C’était la moindre des choses ! Mais je préférais quand même de loin l’idée qu’elle dorme dans mon appartement. Dans mon lit, mais sans moi, du coup. Sinon elle risquait de ne pas survivre à la nuit, et ça aurait été bien dommage… Elle s’étira pendant que je passai mon bras sur le dossier du canapé derrière elle, ce qui la fit s’arrêter net, le regard planté dans le mien. Son petit air perdu m’arracha un léger sourire en coin, puis je détournai le regard pour éviter de la mettre encore plus mal à l’aise. Je pris finalement la parole pour lui expliquer mon côté de l’histoire, pour lui faire comprendre que son départ m’avait déçu, et pourquoi. On m’avait toujours dit qu’il fallait parler aux gens pour résoudre les problèmes, alors c’est ce que je faisais… Et franchement, ça faisait du bien de pouvoir me lâcher un peu comme ça.
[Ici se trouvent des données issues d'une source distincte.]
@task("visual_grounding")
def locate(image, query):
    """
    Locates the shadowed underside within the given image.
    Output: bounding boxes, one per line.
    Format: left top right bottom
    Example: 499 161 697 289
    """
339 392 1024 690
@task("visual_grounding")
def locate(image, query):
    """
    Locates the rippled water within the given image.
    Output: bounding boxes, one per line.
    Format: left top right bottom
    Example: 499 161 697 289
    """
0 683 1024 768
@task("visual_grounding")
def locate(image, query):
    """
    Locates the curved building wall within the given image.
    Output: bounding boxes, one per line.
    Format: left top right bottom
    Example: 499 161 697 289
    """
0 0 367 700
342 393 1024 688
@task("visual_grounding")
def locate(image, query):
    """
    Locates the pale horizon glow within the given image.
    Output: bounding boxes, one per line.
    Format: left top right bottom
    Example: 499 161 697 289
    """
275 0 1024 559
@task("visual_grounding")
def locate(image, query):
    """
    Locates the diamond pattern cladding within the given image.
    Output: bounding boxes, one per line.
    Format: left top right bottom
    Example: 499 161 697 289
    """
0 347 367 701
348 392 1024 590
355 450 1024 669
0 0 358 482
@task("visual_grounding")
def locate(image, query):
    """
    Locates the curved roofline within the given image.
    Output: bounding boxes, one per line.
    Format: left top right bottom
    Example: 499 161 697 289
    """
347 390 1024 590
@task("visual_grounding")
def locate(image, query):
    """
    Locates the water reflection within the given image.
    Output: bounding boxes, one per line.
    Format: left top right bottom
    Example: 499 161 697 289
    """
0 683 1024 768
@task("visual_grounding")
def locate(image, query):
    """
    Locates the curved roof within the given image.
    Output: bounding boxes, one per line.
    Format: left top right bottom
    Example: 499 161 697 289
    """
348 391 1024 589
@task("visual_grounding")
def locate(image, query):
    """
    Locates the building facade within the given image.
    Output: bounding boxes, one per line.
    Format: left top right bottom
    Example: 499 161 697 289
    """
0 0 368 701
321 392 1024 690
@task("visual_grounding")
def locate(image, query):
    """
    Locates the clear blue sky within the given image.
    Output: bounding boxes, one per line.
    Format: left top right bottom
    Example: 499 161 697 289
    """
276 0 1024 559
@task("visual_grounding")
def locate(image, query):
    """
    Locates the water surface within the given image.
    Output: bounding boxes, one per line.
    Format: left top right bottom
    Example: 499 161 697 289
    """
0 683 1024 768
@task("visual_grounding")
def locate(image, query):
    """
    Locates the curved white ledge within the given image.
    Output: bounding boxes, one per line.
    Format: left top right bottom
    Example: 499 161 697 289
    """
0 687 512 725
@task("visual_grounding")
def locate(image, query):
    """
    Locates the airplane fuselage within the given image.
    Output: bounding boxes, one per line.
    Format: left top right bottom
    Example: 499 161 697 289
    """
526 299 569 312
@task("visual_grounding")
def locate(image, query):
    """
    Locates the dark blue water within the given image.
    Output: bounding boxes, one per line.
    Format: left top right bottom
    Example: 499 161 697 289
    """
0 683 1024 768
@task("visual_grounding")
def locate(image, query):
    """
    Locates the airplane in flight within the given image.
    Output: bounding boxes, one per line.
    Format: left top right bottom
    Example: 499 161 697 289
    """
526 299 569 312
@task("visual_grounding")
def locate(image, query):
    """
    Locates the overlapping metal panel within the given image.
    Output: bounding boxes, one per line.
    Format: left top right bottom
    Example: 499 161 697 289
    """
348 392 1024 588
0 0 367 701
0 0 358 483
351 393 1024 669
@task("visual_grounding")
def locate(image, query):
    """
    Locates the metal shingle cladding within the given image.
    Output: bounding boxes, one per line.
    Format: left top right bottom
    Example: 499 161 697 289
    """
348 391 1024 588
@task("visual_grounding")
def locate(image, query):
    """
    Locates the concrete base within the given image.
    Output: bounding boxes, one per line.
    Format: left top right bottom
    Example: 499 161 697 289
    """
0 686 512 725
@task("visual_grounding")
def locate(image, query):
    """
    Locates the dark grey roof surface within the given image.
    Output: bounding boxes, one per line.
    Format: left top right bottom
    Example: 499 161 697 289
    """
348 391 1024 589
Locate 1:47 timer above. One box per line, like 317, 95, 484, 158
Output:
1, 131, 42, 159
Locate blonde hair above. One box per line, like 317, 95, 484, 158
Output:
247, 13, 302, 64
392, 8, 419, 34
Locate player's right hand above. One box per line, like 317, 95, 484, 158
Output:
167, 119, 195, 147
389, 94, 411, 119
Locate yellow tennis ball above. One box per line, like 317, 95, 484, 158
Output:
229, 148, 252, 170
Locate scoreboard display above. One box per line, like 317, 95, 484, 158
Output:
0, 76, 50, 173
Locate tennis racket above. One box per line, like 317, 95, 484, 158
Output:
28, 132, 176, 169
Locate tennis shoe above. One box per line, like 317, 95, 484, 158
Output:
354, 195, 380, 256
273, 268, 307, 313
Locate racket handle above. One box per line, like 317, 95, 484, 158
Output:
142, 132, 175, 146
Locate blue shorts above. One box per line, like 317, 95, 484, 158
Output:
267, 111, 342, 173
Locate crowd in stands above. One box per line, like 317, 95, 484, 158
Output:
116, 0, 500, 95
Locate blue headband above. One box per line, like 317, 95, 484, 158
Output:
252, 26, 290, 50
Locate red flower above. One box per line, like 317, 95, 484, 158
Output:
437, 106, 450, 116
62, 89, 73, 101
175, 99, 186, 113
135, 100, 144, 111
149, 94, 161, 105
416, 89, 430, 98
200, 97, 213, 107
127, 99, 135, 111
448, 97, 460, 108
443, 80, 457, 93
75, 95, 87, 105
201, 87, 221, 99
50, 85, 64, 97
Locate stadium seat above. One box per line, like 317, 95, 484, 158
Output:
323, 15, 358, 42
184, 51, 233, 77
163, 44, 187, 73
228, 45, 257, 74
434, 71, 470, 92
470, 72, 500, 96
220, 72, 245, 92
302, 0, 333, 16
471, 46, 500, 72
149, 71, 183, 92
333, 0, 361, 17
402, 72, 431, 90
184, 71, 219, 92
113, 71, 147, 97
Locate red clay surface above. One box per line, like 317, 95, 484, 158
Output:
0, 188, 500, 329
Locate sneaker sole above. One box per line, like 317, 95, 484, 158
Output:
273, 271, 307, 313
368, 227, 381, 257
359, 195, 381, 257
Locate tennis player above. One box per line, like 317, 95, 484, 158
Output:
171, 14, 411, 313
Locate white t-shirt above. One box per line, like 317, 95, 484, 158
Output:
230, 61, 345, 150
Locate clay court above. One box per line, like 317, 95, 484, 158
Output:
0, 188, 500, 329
J’avais voulu lui dire tout ça au téléphone, mais elle n’avait jamais décroché, alors j’avais fini par abandonner au bout d’un moment pour passer à autre chose. Ariane ne sut visiblement pas quoi me répondre, puisqu’elle resta silencieuse, me dévisageant simplement. Son silence m’obligea à lui dire autre chose, et visiblement, j’aurais mieux fait de me taire, vu ce qu’elle me lança juste après. J’étais nul ? Je souris, avant de répondre :

« Il paraît, oui. Je fais pas exprès, désolé. »

Je haussai les épaules, le regard doux, le sourire qui s’effaça légèrement pour laisser place à un simple sourire en coin. Je me tus, pour finir, parce que sinon j’allais sortir connerie sur connerie et c’était tout sauf une bonne chose. Elle bascula la tête en arrière et ses cheveux vinrent chatouiller mon bras à moitié dénudé, et je me retins de jouer avec, parce qu’elle se mit à parler après avoir poussé un soupir. Les yeux rivés sur elle, le visage sérieux et attentif, je l’écoutais. J’écoutais chaque mot de chaque phrase, chaque syllabe de chaque mot, j’écoutais sa voix qui partait dans des tonalités différentes au fil de ses paroles, et je regardais ses lèvres bouger, puis s’arrêter, puis repartir. Je fus pris d’une soudaine pitié envers elle, mais je la gardai pour moi, me souvenant de ce qu’elle avait dit un peu plus tôt. « Je ne voulais tout simplement pas que tu me regardes autrement que durant notre rencontre... Que tu aies pitié ou que tu décides de m'ignorer… » Malgré tout, l’entendre parler avec tant de difficulté me faisait mal au cœur, et je voulais seulement la prendre dans mes bras à ce moment-là, mais je ne savais pas si elle accepterait ce geste. Elle n’était pas comme les autres, cette fille, elle ne réagissait pas comme tout le monde… Alors j’écoutais simplement. Elle se pencha en avant, de sorte que je ne puisse plus voir son visage, mais mes yeux restèrent pourtant rivés sur elle. Lorsqu’elle sembla avoir terminé, je laissai un petit moment de silence s’installer, avant de me lever et de m’accroupir devant elle pour pouvoir la regarder. Je passai mon index sous son menton pour l’inciter à me regarder, tout doucement, sans la forcer. Je lui fis un petit sourire adorable, avant de lui souffler :

« Et après tu me dis que t’es pas forte ? » Je pris ses mains dans les miennes, avant de continuer : « J’aurais jamais eu le courage de faire tout ce que tu as fait, de me battre jusqu’au bout comme ça. Je t’admire, tu sais. Et t’es pas du tout pitoyable, comme tu dis… C’est lui qui est pitoyable de pas avoir réalisé à quel point il avait de la chance d’avoir une fille comme toi. » Je lui fis un nouveau sourire, avant de continuer : « Oui, je sais, ce que je dis ressemble à un vieux cliché, mais j’ai pas l’habitude de faire de beaux discours alors faut pas m’en vouloir… N’empêche que je le pense vraiment. » Mon sourire s’effaça et je serrai un peu ses mains dans les miennes, ne détachant pas mon regard du sien. « Je suis désolé de t’avoir posé la question. J'aurais pas dû. »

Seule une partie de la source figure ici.